Within a couple of days of the closing ceremony, two children were reported dead and 13,000 hospitalized. Television news reports showed long lines of anxious parents with small children queuing in front of hospitals. By today - Monday, the 20th - the toll was 4 children dead, more than 100 seriously ill and 50,000 in hospital. The potential total could well be in the hundreds of thousands. The current number is now expanding to include children throughout the Asia Pacific region. The Australian News Network reported today that a child in Singapore fed on contaminated Chinese milk has been hospitalized with kidney damage.

According to current reports, on the China Daily News website, the country's largest dairy - Sanlu - became aware of the contamination about six weeks ago and warned their New Zealand part owner – Fonterra – of the emerging problem. Fonterra in turn alerted the New Zealand government who then communicated the information to the Chinese government. At that point the problem seems to have gone underground. With the Beijing Olympics about to open, whoever in the Chinese government had received the information from New Zealand completely miscalculated the potential seriousness of the problem and apparently referred the problem to local officials. The problem has now come back above ground in a big way. Mothers of children interviewed on the streets this weekend were openly critical of the government for having failed to protect the public. By Sunday, Chinese television news showed Prime Minister Wen Biaojao on the streets of Beijing; apologizing for errors in government safety inspection standards and reassuring the public that action would be taken. The unacceptable face of raw capitalism – a view that increasingly troubles the Chinese people – is again on display.

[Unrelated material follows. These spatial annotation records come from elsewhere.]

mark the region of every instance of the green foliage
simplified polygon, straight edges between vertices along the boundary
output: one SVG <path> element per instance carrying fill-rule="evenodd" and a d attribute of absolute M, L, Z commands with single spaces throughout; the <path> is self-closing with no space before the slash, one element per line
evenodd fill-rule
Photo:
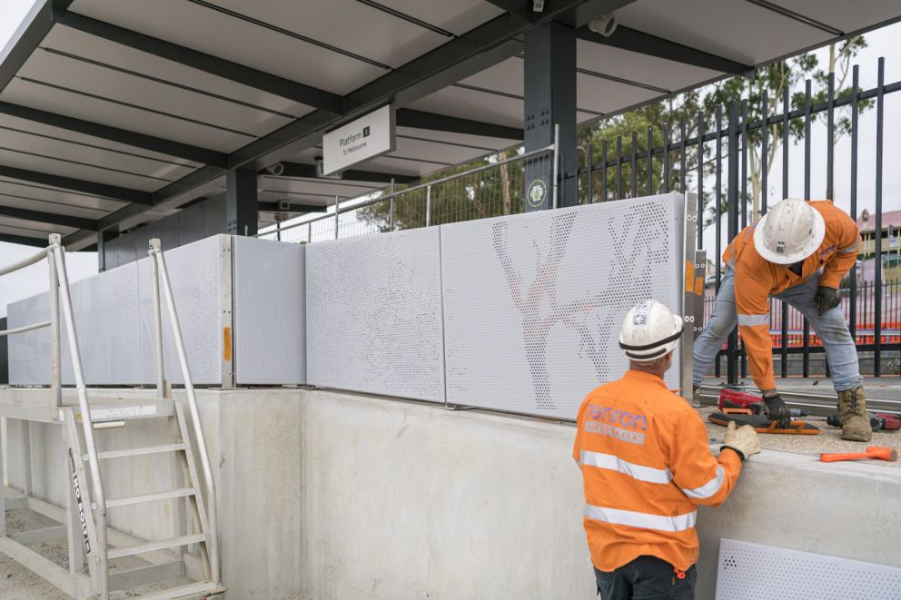
<path fill-rule="evenodd" d="M 429 183 L 480 167 L 490 167 L 472 175 L 431 186 L 430 224 L 441 225 L 522 212 L 525 194 L 522 162 L 513 161 L 497 164 L 499 161 L 516 155 L 516 150 L 510 150 L 423 177 L 422 183 Z M 358 216 L 375 224 L 380 231 L 425 227 L 426 204 L 426 190 L 419 189 L 396 196 L 393 202 L 386 200 L 371 204 L 361 209 Z"/>

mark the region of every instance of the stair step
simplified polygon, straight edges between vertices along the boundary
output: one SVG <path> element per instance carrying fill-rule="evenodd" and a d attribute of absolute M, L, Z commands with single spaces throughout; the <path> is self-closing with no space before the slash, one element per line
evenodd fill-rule
<path fill-rule="evenodd" d="M 166 444 L 165 446 L 146 446 L 144 448 L 132 448 L 127 450 L 111 450 L 109 452 L 100 452 L 97 457 L 104 458 L 122 458 L 123 457 L 139 457 L 145 454 L 163 454 L 165 452 L 180 452 L 184 449 L 184 444 Z M 82 455 L 82 460 L 87 462 L 87 455 Z"/>
<path fill-rule="evenodd" d="M 182 536 L 181 537 L 172 537 L 170 539 L 163 539 L 158 542 L 148 542 L 146 544 L 142 544 L 140 546 L 130 546 L 124 548 L 110 548 L 110 550 L 107 552 L 107 556 L 109 556 L 110 559 L 122 558 L 123 556 L 133 556 L 134 555 L 144 554 L 146 552 L 156 552 L 157 550 L 177 548 L 181 546 L 187 546 L 188 544 L 197 544 L 204 541 L 206 541 L 206 537 L 203 536 L 203 534 L 191 534 L 190 536 Z M 169 596 L 162 596 L 162 597 L 169 597 Z"/>
<path fill-rule="evenodd" d="M 91 406 L 91 421 L 128 421 L 135 418 L 163 418 L 175 415 L 175 403 L 173 400 L 146 402 L 140 404 L 94 404 Z M 75 420 L 82 420 L 82 413 L 76 408 Z"/>
<path fill-rule="evenodd" d="M 187 600 L 188 598 L 207 596 L 211 594 L 218 594 L 224 591 L 225 588 L 222 585 L 211 581 L 201 581 L 179 585 L 178 587 L 170 587 L 145 595 L 137 595 L 134 596 L 134 600 Z"/>
<path fill-rule="evenodd" d="M 106 501 L 107 508 L 115 508 L 117 507 L 128 507 L 133 504 L 147 504 L 150 502 L 160 502 L 161 500 L 170 500 L 172 498 L 183 498 L 187 496 L 193 496 L 193 487 L 182 487 L 181 489 L 173 489 L 169 492 L 158 492 L 156 494 L 144 494 L 144 496 L 131 496 L 124 498 L 114 498 Z M 92 507 L 96 510 L 97 505 L 92 503 Z"/>

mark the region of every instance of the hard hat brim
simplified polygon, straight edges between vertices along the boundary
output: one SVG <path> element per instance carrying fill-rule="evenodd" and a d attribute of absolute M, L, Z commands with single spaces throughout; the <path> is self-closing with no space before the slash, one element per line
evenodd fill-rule
<path fill-rule="evenodd" d="M 757 251 L 757 254 L 762 256 L 764 260 L 770 262 L 775 262 L 776 264 L 794 264 L 799 261 L 803 261 L 816 252 L 817 249 L 819 248 L 819 245 L 823 243 L 823 238 L 826 237 L 826 221 L 823 221 L 823 215 L 819 213 L 819 211 L 814 209 L 813 212 L 813 237 L 811 237 L 810 241 L 800 250 L 789 254 L 777 254 L 767 248 L 767 245 L 764 243 L 763 240 L 763 231 L 764 226 L 767 223 L 767 218 L 769 217 L 769 214 L 765 214 L 762 216 L 754 228 L 754 249 Z"/>

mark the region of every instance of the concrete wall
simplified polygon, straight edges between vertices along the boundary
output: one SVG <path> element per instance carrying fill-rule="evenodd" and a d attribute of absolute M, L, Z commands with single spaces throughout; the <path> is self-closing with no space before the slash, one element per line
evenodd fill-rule
<path fill-rule="evenodd" d="M 200 403 L 230 598 L 596 597 L 570 424 L 322 390 Z M 764 451 L 699 512 L 698 597 L 720 537 L 901 566 L 899 497 L 901 469 Z"/>

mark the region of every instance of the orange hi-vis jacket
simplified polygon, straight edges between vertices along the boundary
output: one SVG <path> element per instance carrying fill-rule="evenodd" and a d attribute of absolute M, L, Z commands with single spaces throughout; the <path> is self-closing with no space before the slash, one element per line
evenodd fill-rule
<path fill-rule="evenodd" d="M 820 269 L 819 285 L 837 290 L 860 250 L 860 230 L 847 214 L 828 200 L 808 201 L 826 222 L 826 237 L 817 251 L 804 260 L 801 275 L 790 265 L 770 262 L 754 248 L 757 221 L 743 229 L 723 252 L 723 261 L 735 272 L 735 308 L 741 343 L 748 349 L 754 383 L 774 389 L 773 339 L 769 335 L 769 297 L 801 283 Z"/>
<path fill-rule="evenodd" d="M 680 571 L 698 562 L 695 505 L 723 503 L 741 472 L 738 455 L 714 457 L 700 415 L 639 370 L 592 390 L 577 426 L 572 454 L 595 567 L 613 571 L 641 556 Z"/>

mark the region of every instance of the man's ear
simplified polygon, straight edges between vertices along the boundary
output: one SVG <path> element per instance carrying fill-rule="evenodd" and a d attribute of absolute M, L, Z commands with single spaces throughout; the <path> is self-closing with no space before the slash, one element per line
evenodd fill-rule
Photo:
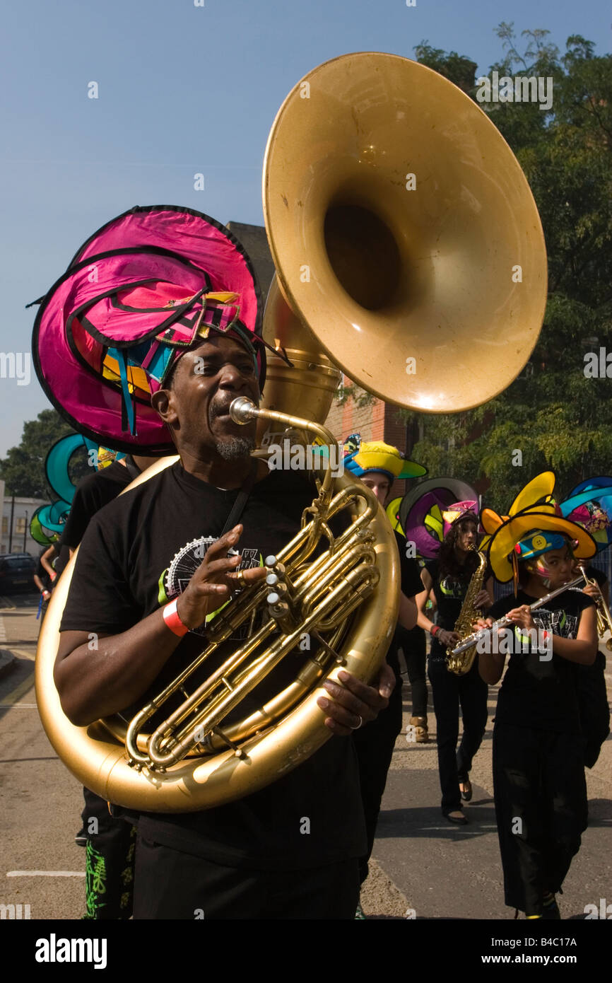
<path fill-rule="evenodd" d="M 151 395 L 151 406 L 169 427 L 178 423 L 175 397 L 172 389 L 158 389 Z"/>

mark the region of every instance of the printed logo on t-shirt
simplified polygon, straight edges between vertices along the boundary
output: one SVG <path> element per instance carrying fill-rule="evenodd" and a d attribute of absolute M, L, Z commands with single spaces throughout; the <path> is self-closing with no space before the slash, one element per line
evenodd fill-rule
<path fill-rule="evenodd" d="M 173 601 L 174 598 L 178 598 L 180 594 L 183 594 L 183 591 L 186 589 L 197 567 L 204 559 L 208 549 L 213 543 L 217 542 L 217 539 L 218 537 L 215 536 L 200 536 L 199 539 L 192 540 L 191 543 L 187 543 L 184 547 L 181 547 L 178 552 L 174 554 L 170 566 L 167 570 L 164 570 L 159 578 L 160 586 L 163 584 L 168 601 Z M 263 557 L 258 549 L 229 549 L 228 556 L 242 557 L 241 563 L 237 567 L 238 570 L 250 570 L 254 566 L 263 566 Z M 160 601 L 160 604 L 161 603 L 163 602 Z M 220 605 L 215 611 L 211 611 L 211 613 L 207 615 L 206 622 L 204 624 L 201 624 L 198 628 L 194 628 L 192 630 L 196 635 L 205 635 L 206 624 L 209 623 L 227 604 L 229 604 L 229 601 Z M 244 637 L 244 632 L 247 632 L 248 630 L 249 625 L 241 626 L 239 632 L 232 636 L 233 640 L 241 641 Z"/>
<path fill-rule="evenodd" d="M 576 638 L 580 616 L 568 614 L 564 610 L 549 611 L 545 607 L 538 607 L 533 611 L 533 622 L 537 628 L 545 628 L 560 638 Z"/>

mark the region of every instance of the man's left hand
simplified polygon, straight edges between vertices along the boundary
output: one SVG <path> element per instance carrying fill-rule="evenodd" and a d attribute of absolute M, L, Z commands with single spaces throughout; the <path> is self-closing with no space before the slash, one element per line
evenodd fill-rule
<path fill-rule="evenodd" d="M 385 662 L 371 686 L 360 682 L 345 669 L 338 673 L 338 678 L 342 685 L 331 679 L 323 683 L 330 699 L 320 696 L 316 702 L 328 715 L 325 725 L 335 734 L 346 737 L 362 723 L 375 721 L 380 711 L 389 706 L 395 673 Z"/>

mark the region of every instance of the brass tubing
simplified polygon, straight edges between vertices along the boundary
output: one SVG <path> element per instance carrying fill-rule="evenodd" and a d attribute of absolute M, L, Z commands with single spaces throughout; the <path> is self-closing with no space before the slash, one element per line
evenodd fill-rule
<path fill-rule="evenodd" d="M 257 663 L 261 663 L 261 665 L 255 665 L 250 666 L 245 675 L 241 677 L 241 681 L 237 683 L 231 693 L 228 693 L 220 699 L 216 699 L 217 706 L 214 708 L 214 711 L 197 714 L 196 722 L 193 726 L 189 741 L 184 739 L 182 742 L 177 742 L 176 747 L 173 748 L 171 753 L 160 754 L 156 748 L 159 741 L 164 737 L 164 733 L 161 732 L 164 724 L 158 727 L 153 734 L 151 734 L 149 739 L 148 752 L 151 762 L 154 765 L 163 768 L 177 764 L 191 747 L 199 743 L 199 741 L 195 739 L 194 733 L 195 730 L 203 729 L 204 731 L 210 731 L 213 727 L 219 726 L 223 720 L 223 715 L 229 713 L 237 706 L 238 703 L 240 703 L 243 695 L 250 691 L 251 684 L 252 686 L 255 686 L 261 682 L 261 680 L 278 665 L 287 652 L 295 648 L 300 636 L 304 632 L 307 633 L 308 629 L 312 627 L 312 625 L 315 624 L 322 615 L 328 614 L 329 608 L 333 608 L 337 601 L 344 601 L 344 595 L 346 593 L 355 591 L 359 587 L 358 577 L 358 570 L 349 571 L 344 583 L 338 585 L 335 590 L 332 591 L 323 602 L 321 602 L 320 607 L 298 626 L 296 631 L 278 639 L 270 646 L 270 649 L 267 650 L 264 657 L 257 661 Z M 357 582 L 353 583 L 352 581 L 354 580 Z M 177 748 L 181 750 L 181 754 L 177 753 Z"/>

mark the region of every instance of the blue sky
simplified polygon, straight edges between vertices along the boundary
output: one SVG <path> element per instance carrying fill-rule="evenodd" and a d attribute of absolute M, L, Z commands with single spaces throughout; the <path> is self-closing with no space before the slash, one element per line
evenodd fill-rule
<path fill-rule="evenodd" d="M 132 205 L 262 223 L 268 131 L 316 65 L 349 51 L 414 57 L 428 40 L 486 72 L 501 21 L 547 29 L 562 49 L 572 33 L 597 54 L 612 48 L 605 0 L 5 0 L 0 351 L 29 350 L 35 309 L 25 305 Z M 33 369 L 28 385 L 0 378 L 0 456 L 48 405 Z"/>

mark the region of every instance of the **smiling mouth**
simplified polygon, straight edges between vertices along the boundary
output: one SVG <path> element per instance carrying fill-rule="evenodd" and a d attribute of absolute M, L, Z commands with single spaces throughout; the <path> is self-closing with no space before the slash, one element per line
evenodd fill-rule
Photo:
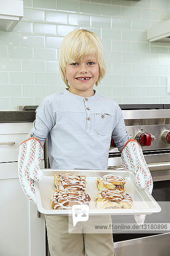
<path fill-rule="evenodd" d="M 75 78 L 79 82 L 88 82 L 90 80 L 91 77 L 90 76 L 79 76 L 79 77 L 75 77 Z"/>

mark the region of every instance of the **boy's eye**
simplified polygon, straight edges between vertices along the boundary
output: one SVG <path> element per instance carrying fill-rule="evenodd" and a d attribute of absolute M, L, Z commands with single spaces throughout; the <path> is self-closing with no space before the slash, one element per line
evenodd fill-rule
<path fill-rule="evenodd" d="M 76 62 L 74 62 L 74 63 L 71 64 L 71 65 L 72 65 L 73 66 L 76 66 L 77 64 L 77 63 Z"/>

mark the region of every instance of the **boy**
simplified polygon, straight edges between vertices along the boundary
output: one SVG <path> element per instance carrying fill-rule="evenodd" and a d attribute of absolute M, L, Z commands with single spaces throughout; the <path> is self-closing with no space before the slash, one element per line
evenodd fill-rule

According to China Daily News, two brothers named Geng in Hebei province were almost immediately arrested and charged with producing and selling toxic and hazardous food products. The elder brother runs a private milk collection center and has admitted having added melamine to his milk since the end of last year. He did so, he is reported to have said, when he incurred a large financial loss after Sanlu rejected his product several times for failing to meet its standards. Asked by police investigators if he knew the consequences of mixing melamine with milk he is reported to have said that his own family never drank the contaminated milk.

Nineteen other people connected to the milk collection business have so far been arrested including one suspected of selling melamine illegally. The Party secretary of Hebei province has promised that the guilty will get “severe” punishment because “we owe the people an explanation”. That punishment is likely to be death, the heaviest penalty for a crime like this under China’s Criminal Law Code.

That will conclude this episode, at least as far as its perpetrators are concerned, but Geng’s reply to the investigators indicates a deeper problem. He evidently knew that he was selling a poisonous product, disguised as milk, to Sanlu and he knew that it would damage and possibly kill their customers. At least nineteen other “businessmen” appear to have colluded with him in this. There is no way that this product could not be traced back to them, as was immediately the case, when the damage reports began to roll in. The penalties for this sort of behavior in China are extreme, public and publicized. And yet they did it anyway. The criminality of the act is mind-boggling but so is the stupidity. Sheer greed for money appears to have overridden this man’s sense of self-preservation. Geng is not typical in any way of the entrepreneurs of China but there are enough like him to discredit and sabotage the Chinese experiment with capitalism. Somehow, they have to figure out a way to get the Gengs out of the system before they can do fatal damageto that experiment.

On a less serious note, I was worried that our local supermarket would strip all milk products from their shelves as soon as Sanlu, their biggest supplier, was identified as a source of the problem. I can’t drink coffee without milk. So I hurried over there to buy what I could but I needn’t have worried. The baby milk products were indeed off the shelves but the rest were piled on skids and on sale, at an irresistible price.